The regulations are based on existing federal statutes, some of which were enacted decades ago.
“We strongly commend the Secretary for publishing these proposed regulations,” the USCCB wrote. “For over three decades… Congress has sought to ensure that health care institutions and professionals will not have to choose between abandoning medicine and violating their conscience.”
The bishops’ conference said such regulations were especially needed in light of state and local government pressure on health care professionals and institutions to perform abortions, as well as “growing hostility on the part of some professional organizations and advocacy groups to rights of conscience in health care.”
The USCCB’s September 12 letter cited several such incidents of advocate groups’ pressure, characterizing them as showing “undisguised hostility to conscience rights.”
According to the USCCB letter, the American College of Obstetricians and Gynecologists, in a November 2007 opinion, asserted that it is unethical for obstetricians and gynecologists to decline to provide or refer patients for abortion or sterilization. In addition, the American Civil Liberties Union has developed a bill that would require all hospitals to perform abortions, arguing the law “should not permit an institution’s religious strictures to interfere with the public’s access to reproductive health care.”
The group Physicians for Reproductive Choice and Health claims that the right of a patient to “timely and comprehensive reproductive healthcare” must “always prevail” over a health care provider’s rights of conscience, while NARAL Pro-Choice America claims such conscience protections are “dangerous for women’s health.”

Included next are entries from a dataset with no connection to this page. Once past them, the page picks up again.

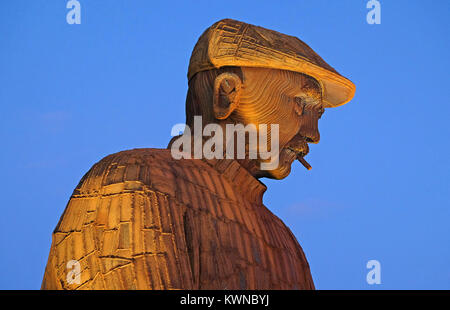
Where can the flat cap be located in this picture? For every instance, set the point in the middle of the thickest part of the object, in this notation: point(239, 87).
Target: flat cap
point(233, 43)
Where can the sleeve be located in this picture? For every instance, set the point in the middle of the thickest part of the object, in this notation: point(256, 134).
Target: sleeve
point(118, 233)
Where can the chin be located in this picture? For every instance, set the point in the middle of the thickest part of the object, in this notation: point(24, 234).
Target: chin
point(280, 173)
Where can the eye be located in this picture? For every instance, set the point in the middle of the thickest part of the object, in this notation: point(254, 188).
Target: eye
point(321, 111)
point(299, 105)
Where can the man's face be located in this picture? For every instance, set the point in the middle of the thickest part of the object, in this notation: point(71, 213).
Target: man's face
point(290, 99)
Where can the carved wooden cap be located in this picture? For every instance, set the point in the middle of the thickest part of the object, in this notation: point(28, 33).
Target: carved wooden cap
point(233, 43)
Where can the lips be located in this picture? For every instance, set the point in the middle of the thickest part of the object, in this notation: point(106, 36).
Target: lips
point(299, 150)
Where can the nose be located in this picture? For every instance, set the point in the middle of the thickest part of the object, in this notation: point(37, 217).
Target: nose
point(310, 130)
point(313, 138)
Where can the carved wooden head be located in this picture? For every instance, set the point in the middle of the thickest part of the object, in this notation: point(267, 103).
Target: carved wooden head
point(260, 96)
point(245, 74)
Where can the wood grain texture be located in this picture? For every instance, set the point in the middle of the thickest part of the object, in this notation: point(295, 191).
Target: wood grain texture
point(142, 220)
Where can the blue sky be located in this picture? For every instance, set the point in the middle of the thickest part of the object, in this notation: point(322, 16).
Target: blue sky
point(379, 188)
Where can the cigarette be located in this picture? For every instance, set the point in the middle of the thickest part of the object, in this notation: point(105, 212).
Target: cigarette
point(304, 162)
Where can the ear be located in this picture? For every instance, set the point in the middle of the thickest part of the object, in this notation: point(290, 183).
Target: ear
point(227, 91)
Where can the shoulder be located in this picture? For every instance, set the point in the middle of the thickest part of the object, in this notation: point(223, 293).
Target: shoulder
point(135, 169)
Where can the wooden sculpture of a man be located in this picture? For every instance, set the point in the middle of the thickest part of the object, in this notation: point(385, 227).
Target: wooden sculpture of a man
point(142, 219)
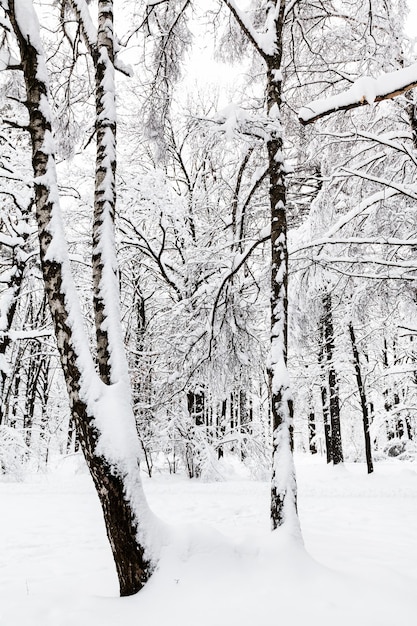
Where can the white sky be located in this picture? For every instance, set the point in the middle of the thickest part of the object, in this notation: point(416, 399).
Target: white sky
point(411, 23)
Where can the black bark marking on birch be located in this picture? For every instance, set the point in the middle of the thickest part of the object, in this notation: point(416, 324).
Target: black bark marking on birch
point(362, 396)
point(281, 404)
point(132, 568)
point(334, 407)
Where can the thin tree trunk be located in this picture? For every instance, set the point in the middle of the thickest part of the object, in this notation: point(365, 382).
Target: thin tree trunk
point(336, 439)
point(324, 401)
point(364, 403)
point(116, 478)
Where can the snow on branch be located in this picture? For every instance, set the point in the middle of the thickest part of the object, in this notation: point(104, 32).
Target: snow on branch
point(365, 90)
point(265, 43)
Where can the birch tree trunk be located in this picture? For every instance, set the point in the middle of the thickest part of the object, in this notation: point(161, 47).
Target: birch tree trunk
point(101, 411)
point(269, 45)
point(362, 396)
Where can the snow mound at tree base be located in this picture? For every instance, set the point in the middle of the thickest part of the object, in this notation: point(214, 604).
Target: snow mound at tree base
point(205, 579)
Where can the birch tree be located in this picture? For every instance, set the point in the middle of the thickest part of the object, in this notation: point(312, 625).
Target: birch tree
point(100, 401)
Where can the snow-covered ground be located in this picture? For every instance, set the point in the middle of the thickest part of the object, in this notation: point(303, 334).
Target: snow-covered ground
point(358, 567)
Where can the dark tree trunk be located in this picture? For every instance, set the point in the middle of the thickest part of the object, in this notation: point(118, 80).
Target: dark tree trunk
point(325, 403)
point(121, 518)
point(334, 408)
point(312, 432)
point(364, 403)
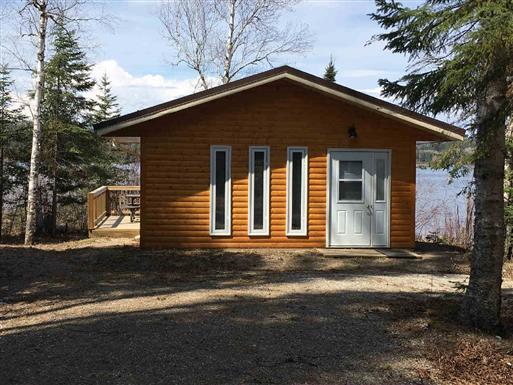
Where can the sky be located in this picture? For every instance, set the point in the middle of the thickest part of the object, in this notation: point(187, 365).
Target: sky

Citing the Pontifical Council for Justice and Peace, the USCCB letter said that unjust laws pose “dramatic problems of conscience for morally upright people” and that when they are required to cooperate in morally evil acts they must refuse.
Such a moral duty, the pontifical council asserted, is a “basic civil right” that civil law is obligated to protect and recognize.
Asking the HHS to make conscience protection regulations as robust as possible, the USCCB suggested that the definition of abortion include “any drug, procedure, or other act that the objector reasonably believes may take the life of a human being in utero at any time between conception (fertilization) and natural birth.”
The bishops’ letter also suggested several technical changes to the proposal.